About every half-hour or so, FREQUENT URINATION. As a result of your kidneys’ detection of the danger posed by high blood sugar levels and their attempt to reduce blood sugar levels by eliminating the sugars. This in turn harms the kidneys because they are not meant to get rid of food; rather, they are meant to get rid of toxins and poisons.

FIXES:

Injections of insulin are the solution, but figuring out the proper dosage is nearly as difficult as trying to navigate rapids in a sailboat. Before the invention of insulin in 1927, most persons who developed Type 1 Diabetes would pass away within a few weeks. ideally sooner. Thus, it appears that insulin injections have improved since before 1927. It is merely a patch, not the solution. Due to the fact that insulin is a digestive hormone, which is a specific protein-polypeptide that transmits messages between a sugar molecule and a cell, insulin can only be administered intravenously. Therefore, if you tried to eat insulin, it would be destroyed in your digestive system and would only ever enter your bloodstream as broken-down protein molecules or as amino acids, never as actual insulin.

A superior solution is INSULIN PUMP. When your pancreas is functioning properly, the amount of insulin is extremely precisely controlled.
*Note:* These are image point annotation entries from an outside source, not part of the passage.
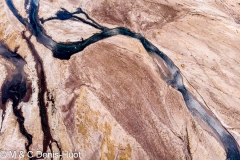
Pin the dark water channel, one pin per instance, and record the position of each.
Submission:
(66, 50)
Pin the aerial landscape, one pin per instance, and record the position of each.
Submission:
(120, 80)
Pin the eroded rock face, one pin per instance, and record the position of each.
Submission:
(112, 100)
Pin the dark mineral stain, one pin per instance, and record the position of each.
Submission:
(66, 50)
(48, 139)
(15, 88)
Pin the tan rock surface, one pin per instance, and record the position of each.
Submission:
(109, 101)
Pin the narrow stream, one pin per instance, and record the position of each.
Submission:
(15, 88)
(66, 50)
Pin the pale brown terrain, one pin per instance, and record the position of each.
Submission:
(109, 101)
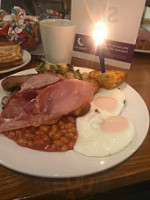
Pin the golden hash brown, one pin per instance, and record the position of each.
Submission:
(111, 79)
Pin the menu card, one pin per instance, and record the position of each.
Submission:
(122, 19)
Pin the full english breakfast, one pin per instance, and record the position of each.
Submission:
(59, 109)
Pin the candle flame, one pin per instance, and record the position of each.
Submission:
(100, 32)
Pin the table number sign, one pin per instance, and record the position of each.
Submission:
(122, 19)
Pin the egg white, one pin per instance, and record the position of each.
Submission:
(93, 141)
(116, 96)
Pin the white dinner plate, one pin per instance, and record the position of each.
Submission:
(70, 163)
(26, 60)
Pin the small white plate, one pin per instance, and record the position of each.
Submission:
(70, 163)
(26, 60)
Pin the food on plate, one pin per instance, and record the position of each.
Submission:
(111, 79)
(98, 136)
(10, 55)
(64, 69)
(103, 131)
(46, 105)
(60, 136)
(12, 83)
(63, 111)
(108, 102)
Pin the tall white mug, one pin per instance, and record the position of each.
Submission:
(58, 39)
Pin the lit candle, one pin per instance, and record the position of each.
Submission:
(99, 34)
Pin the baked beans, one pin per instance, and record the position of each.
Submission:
(58, 137)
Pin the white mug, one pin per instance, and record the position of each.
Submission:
(58, 39)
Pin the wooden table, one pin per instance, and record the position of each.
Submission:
(136, 169)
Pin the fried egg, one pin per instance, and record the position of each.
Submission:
(108, 102)
(98, 136)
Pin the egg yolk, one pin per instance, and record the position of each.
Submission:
(115, 124)
(106, 103)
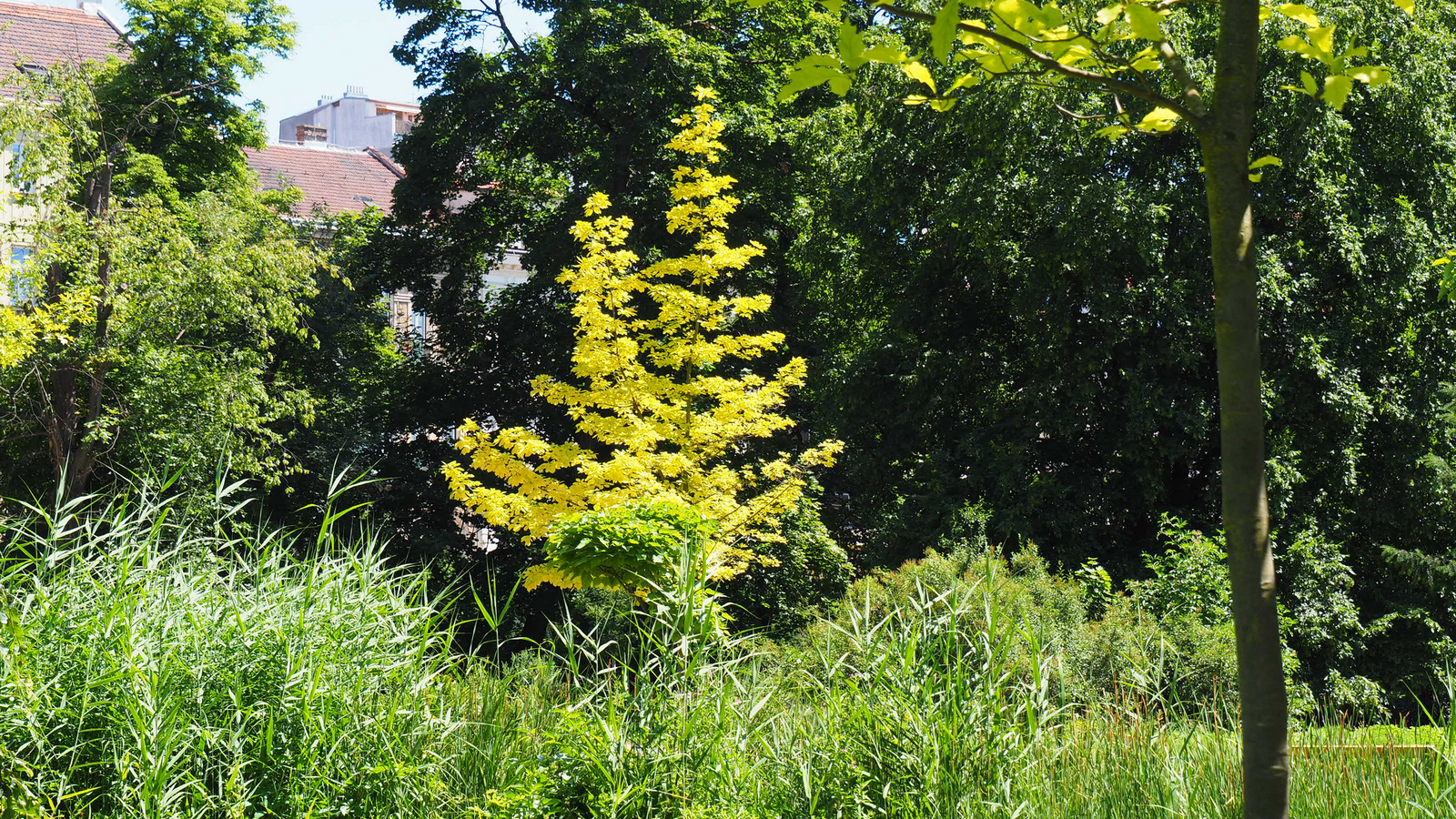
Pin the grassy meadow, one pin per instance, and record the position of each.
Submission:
(159, 662)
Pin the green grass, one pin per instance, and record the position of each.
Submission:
(159, 662)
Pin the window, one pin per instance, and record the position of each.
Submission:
(15, 174)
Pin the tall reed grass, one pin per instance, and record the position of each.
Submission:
(162, 662)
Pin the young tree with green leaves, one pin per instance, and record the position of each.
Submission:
(142, 208)
(1139, 51)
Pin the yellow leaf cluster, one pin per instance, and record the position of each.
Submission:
(660, 383)
(26, 329)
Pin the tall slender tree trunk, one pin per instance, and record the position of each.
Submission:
(72, 455)
(1225, 137)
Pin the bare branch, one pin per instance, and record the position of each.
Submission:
(1193, 95)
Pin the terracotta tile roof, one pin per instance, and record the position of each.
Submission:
(46, 35)
(331, 178)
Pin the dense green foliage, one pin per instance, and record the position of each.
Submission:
(1001, 307)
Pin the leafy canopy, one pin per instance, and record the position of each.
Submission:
(1130, 48)
(657, 387)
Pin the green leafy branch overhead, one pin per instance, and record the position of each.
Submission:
(1130, 50)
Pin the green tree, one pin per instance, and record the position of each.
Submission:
(1136, 50)
(1034, 332)
(142, 210)
(507, 152)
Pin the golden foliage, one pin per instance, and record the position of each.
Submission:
(660, 388)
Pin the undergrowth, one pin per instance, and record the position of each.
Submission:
(164, 662)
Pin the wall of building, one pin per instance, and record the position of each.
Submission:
(351, 121)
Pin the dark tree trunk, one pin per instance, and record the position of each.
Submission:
(73, 458)
(1225, 136)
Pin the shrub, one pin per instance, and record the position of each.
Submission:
(157, 665)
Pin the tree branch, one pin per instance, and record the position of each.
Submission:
(1052, 65)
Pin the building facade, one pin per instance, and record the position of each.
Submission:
(353, 121)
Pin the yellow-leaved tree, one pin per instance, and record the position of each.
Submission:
(660, 387)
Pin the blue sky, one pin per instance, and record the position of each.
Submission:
(339, 43)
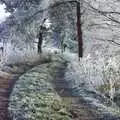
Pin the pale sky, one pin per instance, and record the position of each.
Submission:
(3, 14)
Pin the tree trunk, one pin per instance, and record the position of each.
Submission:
(79, 32)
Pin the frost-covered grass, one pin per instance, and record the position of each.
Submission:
(34, 98)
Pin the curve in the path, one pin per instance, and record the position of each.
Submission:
(8, 78)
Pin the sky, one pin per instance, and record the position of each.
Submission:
(3, 14)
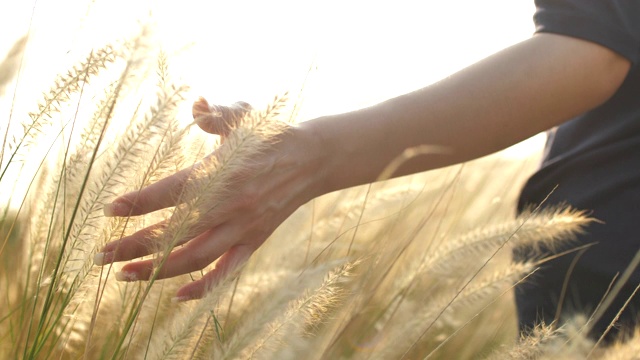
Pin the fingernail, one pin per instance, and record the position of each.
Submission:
(116, 209)
(126, 276)
(179, 299)
(103, 258)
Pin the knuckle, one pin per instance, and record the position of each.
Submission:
(199, 261)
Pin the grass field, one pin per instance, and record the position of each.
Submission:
(415, 267)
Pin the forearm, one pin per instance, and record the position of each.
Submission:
(489, 106)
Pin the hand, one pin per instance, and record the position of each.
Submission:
(262, 196)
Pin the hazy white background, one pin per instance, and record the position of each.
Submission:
(359, 52)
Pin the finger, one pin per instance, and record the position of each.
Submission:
(218, 119)
(159, 195)
(229, 262)
(195, 255)
(139, 244)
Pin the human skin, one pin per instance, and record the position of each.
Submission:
(497, 102)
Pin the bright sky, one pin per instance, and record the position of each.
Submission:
(361, 52)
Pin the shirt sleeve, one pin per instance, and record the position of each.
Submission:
(614, 24)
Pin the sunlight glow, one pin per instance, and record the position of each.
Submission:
(344, 54)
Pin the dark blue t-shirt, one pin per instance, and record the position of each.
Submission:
(592, 161)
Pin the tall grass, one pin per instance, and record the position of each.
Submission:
(416, 267)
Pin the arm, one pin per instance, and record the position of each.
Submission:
(498, 102)
(506, 98)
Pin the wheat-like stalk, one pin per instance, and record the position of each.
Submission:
(547, 229)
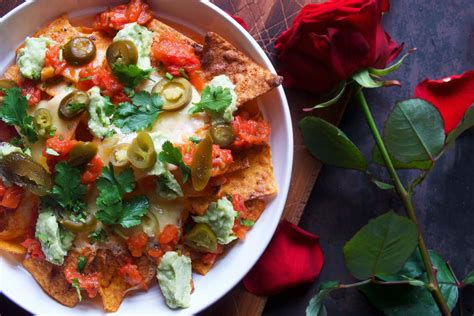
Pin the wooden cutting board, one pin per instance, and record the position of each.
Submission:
(266, 19)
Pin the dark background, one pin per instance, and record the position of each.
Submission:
(343, 201)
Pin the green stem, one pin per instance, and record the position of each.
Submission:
(407, 203)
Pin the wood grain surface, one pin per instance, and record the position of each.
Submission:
(266, 19)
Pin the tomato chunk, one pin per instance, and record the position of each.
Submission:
(136, 243)
(249, 132)
(30, 91)
(175, 54)
(113, 19)
(92, 171)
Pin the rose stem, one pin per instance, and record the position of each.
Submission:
(407, 202)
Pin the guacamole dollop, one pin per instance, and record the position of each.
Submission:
(55, 241)
(100, 113)
(174, 277)
(142, 38)
(31, 57)
(220, 216)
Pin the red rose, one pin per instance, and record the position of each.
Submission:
(452, 96)
(293, 257)
(329, 42)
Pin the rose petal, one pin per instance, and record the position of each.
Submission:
(329, 42)
(293, 257)
(452, 96)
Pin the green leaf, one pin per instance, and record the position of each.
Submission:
(214, 101)
(406, 300)
(414, 131)
(382, 185)
(381, 247)
(68, 191)
(340, 89)
(466, 123)
(315, 306)
(364, 79)
(421, 165)
(130, 75)
(330, 145)
(13, 112)
(469, 279)
(140, 114)
(386, 71)
(172, 155)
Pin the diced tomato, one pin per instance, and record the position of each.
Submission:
(52, 59)
(33, 248)
(129, 272)
(92, 171)
(103, 78)
(169, 237)
(12, 197)
(249, 132)
(175, 54)
(113, 19)
(59, 145)
(3, 189)
(90, 282)
(136, 243)
(30, 91)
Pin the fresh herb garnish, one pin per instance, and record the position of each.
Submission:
(13, 112)
(130, 75)
(214, 101)
(98, 236)
(75, 284)
(171, 154)
(140, 114)
(246, 222)
(81, 263)
(112, 209)
(68, 191)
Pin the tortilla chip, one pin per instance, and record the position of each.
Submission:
(14, 248)
(113, 294)
(219, 57)
(52, 281)
(257, 181)
(200, 267)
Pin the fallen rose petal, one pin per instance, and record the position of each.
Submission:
(330, 41)
(293, 257)
(452, 96)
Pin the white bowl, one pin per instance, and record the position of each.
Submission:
(199, 16)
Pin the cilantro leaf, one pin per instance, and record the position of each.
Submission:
(112, 209)
(13, 112)
(68, 191)
(140, 114)
(130, 75)
(98, 236)
(134, 210)
(214, 101)
(171, 154)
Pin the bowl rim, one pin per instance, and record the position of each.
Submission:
(283, 188)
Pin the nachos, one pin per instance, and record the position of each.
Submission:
(131, 155)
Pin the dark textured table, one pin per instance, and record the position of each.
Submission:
(343, 201)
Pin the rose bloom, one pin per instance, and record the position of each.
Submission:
(329, 42)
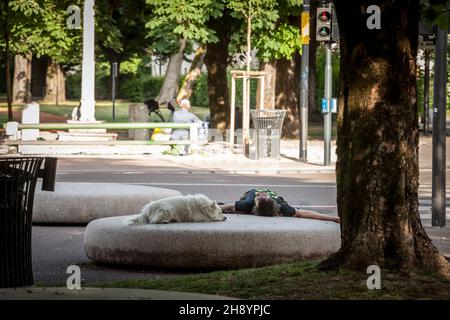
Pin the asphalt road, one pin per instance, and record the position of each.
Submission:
(57, 247)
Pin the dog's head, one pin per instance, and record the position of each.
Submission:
(213, 211)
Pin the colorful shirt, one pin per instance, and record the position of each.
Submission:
(247, 202)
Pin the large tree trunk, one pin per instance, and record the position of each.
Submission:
(216, 61)
(269, 85)
(22, 78)
(377, 144)
(55, 89)
(287, 94)
(194, 72)
(314, 114)
(170, 85)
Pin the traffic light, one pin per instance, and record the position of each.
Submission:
(323, 31)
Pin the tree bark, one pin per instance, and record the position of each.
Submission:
(22, 78)
(287, 92)
(55, 89)
(194, 72)
(269, 85)
(377, 143)
(314, 113)
(216, 61)
(170, 85)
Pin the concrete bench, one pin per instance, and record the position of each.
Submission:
(240, 241)
(81, 202)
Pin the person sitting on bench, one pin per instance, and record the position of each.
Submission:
(265, 202)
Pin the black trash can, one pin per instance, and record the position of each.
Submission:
(267, 133)
(18, 178)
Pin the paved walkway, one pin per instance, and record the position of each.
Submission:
(51, 293)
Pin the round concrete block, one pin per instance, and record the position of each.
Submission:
(240, 241)
(80, 202)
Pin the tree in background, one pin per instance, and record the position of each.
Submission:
(60, 45)
(277, 38)
(19, 24)
(200, 21)
(377, 143)
(120, 31)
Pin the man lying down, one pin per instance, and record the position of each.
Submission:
(199, 208)
(265, 202)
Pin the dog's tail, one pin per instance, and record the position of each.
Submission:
(136, 220)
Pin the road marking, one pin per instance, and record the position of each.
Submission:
(235, 185)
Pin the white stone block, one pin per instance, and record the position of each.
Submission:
(30, 115)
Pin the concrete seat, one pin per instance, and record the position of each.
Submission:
(80, 202)
(240, 241)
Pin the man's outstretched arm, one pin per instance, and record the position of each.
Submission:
(299, 213)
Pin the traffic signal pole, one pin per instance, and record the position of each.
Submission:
(327, 115)
(304, 83)
(438, 213)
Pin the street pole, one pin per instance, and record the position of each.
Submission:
(304, 84)
(426, 94)
(328, 115)
(113, 88)
(439, 118)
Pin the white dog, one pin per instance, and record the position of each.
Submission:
(191, 208)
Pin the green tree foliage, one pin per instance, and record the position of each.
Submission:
(436, 12)
(120, 29)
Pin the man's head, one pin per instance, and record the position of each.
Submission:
(265, 205)
(185, 104)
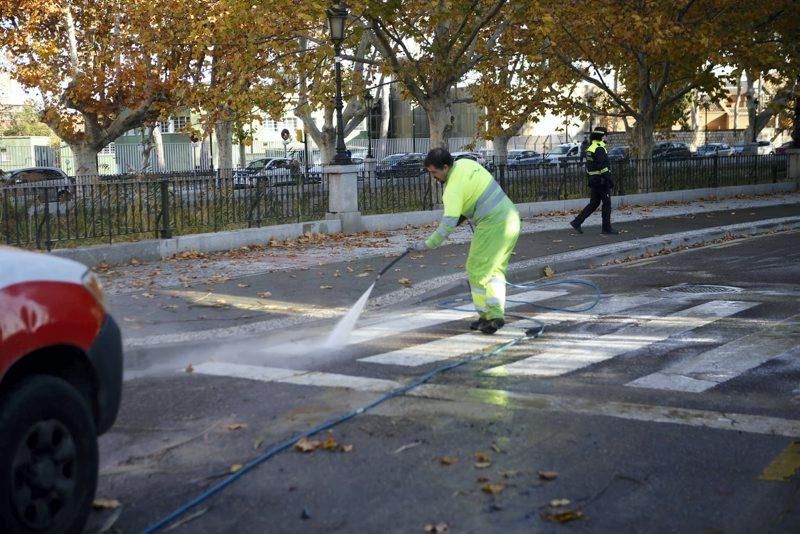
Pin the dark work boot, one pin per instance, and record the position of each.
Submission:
(492, 325)
(476, 325)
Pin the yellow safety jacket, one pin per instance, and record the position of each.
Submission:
(470, 191)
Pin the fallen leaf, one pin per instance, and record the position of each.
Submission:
(105, 504)
(548, 475)
(494, 488)
(563, 516)
(307, 445)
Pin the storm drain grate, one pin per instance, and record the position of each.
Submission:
(700, 288)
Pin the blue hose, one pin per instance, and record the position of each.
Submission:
(529, 334)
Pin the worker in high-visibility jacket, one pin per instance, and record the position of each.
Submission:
(471, 193)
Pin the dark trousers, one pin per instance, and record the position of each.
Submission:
(600, 194)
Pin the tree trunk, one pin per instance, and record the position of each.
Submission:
(158, 141)
(695, 116)
(223, 129)
(386, 111)
(440, 120)
(500, 144)
(643, 140)
(85, 159)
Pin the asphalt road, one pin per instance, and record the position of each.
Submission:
(655, 411)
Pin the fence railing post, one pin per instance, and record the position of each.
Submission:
(166, 231)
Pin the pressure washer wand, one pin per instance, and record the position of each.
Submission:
(391, 263)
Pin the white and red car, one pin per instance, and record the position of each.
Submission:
(60, 387)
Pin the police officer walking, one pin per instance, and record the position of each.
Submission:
(598, 171)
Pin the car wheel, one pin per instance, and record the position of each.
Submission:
(48, 457)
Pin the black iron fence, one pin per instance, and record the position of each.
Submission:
(542, 182)
(105, 209)
(397, 190)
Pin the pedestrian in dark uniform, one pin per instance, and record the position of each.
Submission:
(598, 171)
(584, 146)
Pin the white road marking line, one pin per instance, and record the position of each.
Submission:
(295, 376)
(416, 320)
(753, 424)
(713, 367)
(565, 355)
(450, 347)
(471, 343)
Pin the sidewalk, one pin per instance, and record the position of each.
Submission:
(241, 292)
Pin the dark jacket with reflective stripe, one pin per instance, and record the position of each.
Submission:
(597, 159)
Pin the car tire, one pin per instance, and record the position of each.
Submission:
(48, 457)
When you manually try to calculate your insulin levels, you either wind up with too little, which results in blood sugar levels that are not low enough or too much, which results in low blood sugar that is life-threatening. But as insulin pumps get better, they come with a blood sugar sensor and a built-in regulated insulin pump that more precisely injects the right quantity of insulin on a regular basis, just like your once-functioning pancreas used to. Although some human control is still necessary, the accuracy and autonomy of these insulin pumps continue to increase with time. Although these pumps can be fairly pricey, they will eventually become more and more accessible as technology develops.

Diabetes Type 1 Treatments:

Only Type 1 diabetics who are terminally ill from Type 1 diabetes undergo ISLET TRANSPLANTATION, which is an uncommon circumstance. The majority of Type 1 diabetics control their insulin, diet, and exercise successfully, thus they are not candidates for islet transplantation.

Islet transplantation can take one of two main forms: either you inject islet cells into your liver or you transplant the pancreas from a non-diabetic donor into the pancreas of the diabetic. Islet cells should preferably be injected into the diabetic’s liver if they are at risk for pancreatitis. The Islet cells will begin automatically producing controlled amounts of insulin after being injected.

The bad news is that, because this is an organ transplant involving a foreign organ, you will probably need to take immunosuppressants for the rest of your life. Therefore, you must be prepared to exchange your Type 1 Diabetes for medically produced AIDS. It costs a lot of money to take immunosuppressants for the rest of your life.

There are just 43 clinical institutes worldwide that conduct this surgery, which is still regarded as an experimental treatment for Type 1 diabetics in dire need of help. Furthermore, islet transplants have only been given to 471 Type 1 Diabetes patients to date.